In fact, Liverpool came into high office as Foreign Secretary at Britain's darkest hour during the long Revolutionary/Napoleonic wars. He was Prime Minister in time to lead Britain in the years of victory and, unlike many others in the aftermath of a long and exhausting struggle, was able to hold onto office continuously for another dozen years (in contrast to Churchill, for example). Not only did he retain power but these years also ushered in an era of unheralded economic and national triumph. So why has Liverpool been so underrated?
Gash really sets out to set the record straight. His book is too brief to shed much light on the great events of the period but he explains the role of the man and the pivotal part played by Liverpool in shaping politics and politicians. Perhaps those with great knowledge of the great men of the time (e.g. George Canning, Pitt, Henry Addington, Duke of Wellington, Richard Wellesley, Lord Castlereagh, Lord Grenville, etc.) could protest that Gash has made too much of Liverpool's influence. Was he really central to affairs as early as 1801 when Addington succeeded Pitt? Perhaps he was, perhaps not; the proof awaits a comprehensive 1000 or so pages in a two-volume life and as such might never be answered. (Professor Gash in fact has authored just such a biography of one of Liverpool's protégés and successors: Sir Robert Peel.)

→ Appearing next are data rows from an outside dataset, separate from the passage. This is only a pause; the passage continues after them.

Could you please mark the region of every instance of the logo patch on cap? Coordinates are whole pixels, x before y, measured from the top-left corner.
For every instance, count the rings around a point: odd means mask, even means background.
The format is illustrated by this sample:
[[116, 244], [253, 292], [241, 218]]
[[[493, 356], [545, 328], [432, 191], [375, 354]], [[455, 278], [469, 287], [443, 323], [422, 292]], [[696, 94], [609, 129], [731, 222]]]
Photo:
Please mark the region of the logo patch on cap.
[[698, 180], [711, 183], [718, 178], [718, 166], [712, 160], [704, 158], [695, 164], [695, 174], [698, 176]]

What Gash does show is that Liverpool was two things, the archconservative and the great chairman, both of which account for his small place in historiography. By archconservative I mean that he steadfastly held to sound principles and defended them against the forces of both change and of reaction for 30 years. This held true on the question of catholic emancipation, on political reform, and in the broader fields of international relations and economic policy (where Liverpool believed in the free market albeit one mitigated by pragmatism). This must surely account for his neglect and poor image. The years immediately after his passing saw unprecedented change in all these fields, often with a liberal counter reaction to the conservatism of the Liverpool years. With so much of history written from the perspective of reform with a decided liberal angle it is little wonder Liverpool is treated with disdain. Perhaps Liverpool did resist the tide of reform and his own changes and innovations were minor and expedient. However who is to say that it wasn't refusal to bow to pressures for protectionism after the war that brought about the economic boom of the 19th century, or that it wasn't a good idea to resist as long as possible the innovation of true party politics in parliament.
As for being a great chairman, this accounts for the descriptions of him as a mediocrity. Few men can have held such a grip on power but have been less forceful in imposing their own will on the course of events. Liverpool was a conservative but he cannot be labeled as reactionary, as Wellington so often was and for whom the liberals reserved their true pillorying. All the more ironic that it was the Tory, Disraeli, who was the most cutting, describing Liverpool as, "the arch mediocrity..." What underlies this was the fact that Liverpool didn't force through anything. Perhaps Castlereagh, his foreign secretary, had his ideas about the Europe but the vision was never fulfilled and the Liverpool years didn't change the shape of anything.
However you don't need to turn the rudder if the ship is already on course! The great qualities that come out in Gash's work are the authoritative voice in parliament, the ability to work with and guide all manner of men and the steadfastness of purpose and of high principles. Liverpool's career included countless trials, struggles and almost always triumphs. So Gash's purpose is to recount how Liverpool handles each one. What emerges is not a comprehensive account of the events but a tale of relationships, and the life of although perhaps not a man or iron, at least a man with a backbone of iron.